Become who you were born to be.
Two years ago, on a whim, I chose a word that would be my guide through 2017 - the word being "evolve". You can read about my reasoning for that choice right here; in sum, I saw life drifting away while I stood idly by, unhappily spectating. A year later....a mostly un-evolved year, I might add....I more thoughtfully chose a new word for 2018, a word that could build upon the barely perceptible evolution I had begun the previous year. A word that could more actionably bring change to my life. A word that would, by its definition, force me to live it rather than hide behind the sometimes passive nature of evolution. My #oneword at the opening of 2018 was "explore"; with the year officially and permanently closed I now reflect and find.....success.
The evolution I sought but never found in 2017 arrived a year later, brought forth by the forces of 2018's explorations. Without going completely bananas I spent the past year pushing myself into to new adventures which, in far too many prior years, I would have been content to avoid or ignore. I fished new waters and traveled new roads, adding a sixth lake to my list of secret spots and weaving my way across several states to visit my sister's family for the first time in more than a decade. I wrote like I've never written before (or since), embarking on a #100DayProject that added 100 posts to this blog. I was forced to explore life without grandparents, but through that experience became the voice my family needed in a way I had been reluctant to explore in the past. I cooked new foods, coached new teams, found new friends. I got a freakin' mobile cellular phone device! I picked berries in patches I'd always dreamed of visiting and filled the buckets I'd never before filled. I hunted in new ways...and found the same lousy results. Both literally and metaphorically I veered off of the paths I found familiar, comfortable, and slightly unfulfilling and instead put down steps in new directions that have given me a year unlike any I can remember, a year of adventures topped off by the single greatest event I've ever experienced - two nights with my daughters witnessing the Final Four and National Championship of the NCAA volleyball season. So as 2018 settles into memory, I can do no more than give a contented sigh and a weary, but thankful, smile at all the year brought with it. And now, the conundrum.....

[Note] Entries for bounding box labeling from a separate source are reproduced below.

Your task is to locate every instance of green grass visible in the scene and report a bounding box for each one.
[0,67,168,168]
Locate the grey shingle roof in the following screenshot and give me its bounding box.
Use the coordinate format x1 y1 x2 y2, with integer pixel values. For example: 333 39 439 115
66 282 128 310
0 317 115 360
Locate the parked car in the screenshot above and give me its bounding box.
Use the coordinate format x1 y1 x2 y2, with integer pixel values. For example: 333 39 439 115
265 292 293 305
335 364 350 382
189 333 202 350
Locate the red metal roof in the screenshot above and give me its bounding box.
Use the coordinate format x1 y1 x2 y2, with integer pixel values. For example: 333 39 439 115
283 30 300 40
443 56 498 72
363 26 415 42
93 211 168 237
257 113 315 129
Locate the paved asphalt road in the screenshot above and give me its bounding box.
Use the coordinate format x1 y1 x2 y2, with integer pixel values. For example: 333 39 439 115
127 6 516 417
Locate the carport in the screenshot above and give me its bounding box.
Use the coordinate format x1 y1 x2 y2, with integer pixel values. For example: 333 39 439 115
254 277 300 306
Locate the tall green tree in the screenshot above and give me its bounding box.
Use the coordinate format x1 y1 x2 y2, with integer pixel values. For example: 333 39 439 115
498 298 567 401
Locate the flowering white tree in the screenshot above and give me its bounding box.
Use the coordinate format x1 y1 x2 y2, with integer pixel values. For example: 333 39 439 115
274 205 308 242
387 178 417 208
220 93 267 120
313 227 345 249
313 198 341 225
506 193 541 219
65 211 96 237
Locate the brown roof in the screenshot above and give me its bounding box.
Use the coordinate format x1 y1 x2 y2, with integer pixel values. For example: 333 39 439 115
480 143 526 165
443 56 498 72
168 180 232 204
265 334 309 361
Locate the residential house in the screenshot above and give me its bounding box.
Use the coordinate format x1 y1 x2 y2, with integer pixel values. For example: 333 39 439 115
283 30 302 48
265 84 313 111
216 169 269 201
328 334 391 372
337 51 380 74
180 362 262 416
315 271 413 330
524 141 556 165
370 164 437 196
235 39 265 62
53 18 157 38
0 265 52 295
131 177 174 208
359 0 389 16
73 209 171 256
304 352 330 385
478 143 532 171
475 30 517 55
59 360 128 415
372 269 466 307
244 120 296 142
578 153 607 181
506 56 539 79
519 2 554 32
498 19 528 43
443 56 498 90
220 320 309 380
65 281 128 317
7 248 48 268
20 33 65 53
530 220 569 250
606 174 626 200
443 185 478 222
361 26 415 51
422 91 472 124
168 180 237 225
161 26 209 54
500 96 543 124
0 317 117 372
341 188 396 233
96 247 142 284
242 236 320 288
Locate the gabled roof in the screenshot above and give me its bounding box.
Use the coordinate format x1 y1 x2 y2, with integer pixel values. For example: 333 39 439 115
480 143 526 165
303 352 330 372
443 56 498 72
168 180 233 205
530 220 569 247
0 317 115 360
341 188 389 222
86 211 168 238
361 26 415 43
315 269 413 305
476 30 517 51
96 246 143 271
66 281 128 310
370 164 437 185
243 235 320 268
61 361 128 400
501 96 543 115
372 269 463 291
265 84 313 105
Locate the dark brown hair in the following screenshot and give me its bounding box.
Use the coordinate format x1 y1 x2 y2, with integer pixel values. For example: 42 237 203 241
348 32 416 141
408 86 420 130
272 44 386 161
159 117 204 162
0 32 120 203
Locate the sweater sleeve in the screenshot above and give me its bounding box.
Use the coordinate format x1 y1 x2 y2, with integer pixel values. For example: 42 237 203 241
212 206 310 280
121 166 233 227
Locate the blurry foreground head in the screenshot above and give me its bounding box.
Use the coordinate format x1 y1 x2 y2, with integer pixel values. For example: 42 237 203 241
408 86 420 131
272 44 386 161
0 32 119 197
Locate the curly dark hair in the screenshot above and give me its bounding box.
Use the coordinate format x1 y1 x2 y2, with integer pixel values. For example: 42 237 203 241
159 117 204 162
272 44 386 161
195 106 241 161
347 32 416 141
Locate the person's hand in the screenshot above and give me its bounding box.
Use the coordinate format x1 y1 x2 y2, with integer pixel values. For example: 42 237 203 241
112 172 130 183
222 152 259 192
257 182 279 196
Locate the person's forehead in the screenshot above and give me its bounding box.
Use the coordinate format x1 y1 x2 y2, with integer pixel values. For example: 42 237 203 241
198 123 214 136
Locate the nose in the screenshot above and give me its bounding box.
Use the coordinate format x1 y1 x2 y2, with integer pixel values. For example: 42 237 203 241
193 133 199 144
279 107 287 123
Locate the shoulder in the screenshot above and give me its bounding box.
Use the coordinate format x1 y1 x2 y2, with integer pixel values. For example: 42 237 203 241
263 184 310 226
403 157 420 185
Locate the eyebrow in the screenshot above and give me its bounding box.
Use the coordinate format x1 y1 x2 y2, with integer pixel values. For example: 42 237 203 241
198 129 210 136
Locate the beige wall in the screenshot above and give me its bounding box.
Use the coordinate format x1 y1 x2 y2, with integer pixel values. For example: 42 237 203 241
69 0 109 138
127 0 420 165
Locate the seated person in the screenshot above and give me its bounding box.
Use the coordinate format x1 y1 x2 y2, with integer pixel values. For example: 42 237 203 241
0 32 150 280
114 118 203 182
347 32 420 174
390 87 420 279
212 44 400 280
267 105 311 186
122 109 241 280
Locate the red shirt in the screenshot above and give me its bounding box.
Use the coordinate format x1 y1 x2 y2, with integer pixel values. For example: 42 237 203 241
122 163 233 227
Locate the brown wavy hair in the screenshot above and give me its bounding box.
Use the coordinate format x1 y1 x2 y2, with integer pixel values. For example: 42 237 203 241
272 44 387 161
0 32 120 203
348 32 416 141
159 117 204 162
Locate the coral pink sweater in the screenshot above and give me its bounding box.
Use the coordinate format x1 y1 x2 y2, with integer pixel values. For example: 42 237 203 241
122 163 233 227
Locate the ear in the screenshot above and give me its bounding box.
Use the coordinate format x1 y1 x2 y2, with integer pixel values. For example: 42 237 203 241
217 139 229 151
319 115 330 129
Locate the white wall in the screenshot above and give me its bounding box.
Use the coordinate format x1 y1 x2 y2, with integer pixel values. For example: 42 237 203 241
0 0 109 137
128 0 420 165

What's next? Where do I go from this point? I've explored and evolved, I've had a mostly terrific year...what title do I now give the next chapter? Like last year, I've pondered words while looking forward while thinking back. Unlike last year I've got a taller task ahead of me: this coming year must somehow build upon a momentous prior year. The baby steps I started with became tepid strides which found the confidence to become leaps...which seem to have led me to the precipice of something bigger. Something bolder. Something that's been waiting for me.
In J.R.R. Tolkien's Lord of the Rings saga, the character Aragorn is the rightful, but reluctant, heir to the Throne of Gondor, the man who could be the King of Men. As evil spreads throughout Middle Earth, Aragorn is called upon to lead men into battle. The fighting is easy for him, the leading not so much. The movie adaptations of the story took liberties with the timeline of events in the books, including Aragorn's acquirement of Anduril, the sword which is symbolic of his rightful place as King. In the movie, Aragorn is visited by Elrond, King of the Elves at Rivendell, who had the sword re-forged and presents it, rather forcefully, to Aragorn with the admonition to "Put aside the Ranger, become who you were born to be." Become who you were born to be.....
There are no thrones in my lineage. I am the heir to nothing beyond some acres of land and a few thousand trees. I will lead no men (or women!) into battle. But that scene, always one of my favorites, played over and over in my mind during the final days of 2018. And as the scene repeated, one of Elrond's words stood out above all others:
B E C O M E
2019 will be the year I "become". I will make no predictions on what I will become, I will lay no plans. I have some flickering hopes of what might become of me, but rather than pigeonhole myself by laying bare those thoughts I will instead wrap my vision around the idea and let the forces of last year's explorative growth carry me forward into who-knows-what. I evolved away from the stagnant man I was, I explored a bit of what life can be - now I set forth to become....more.
Happy New Year. Let's all make it become a good one.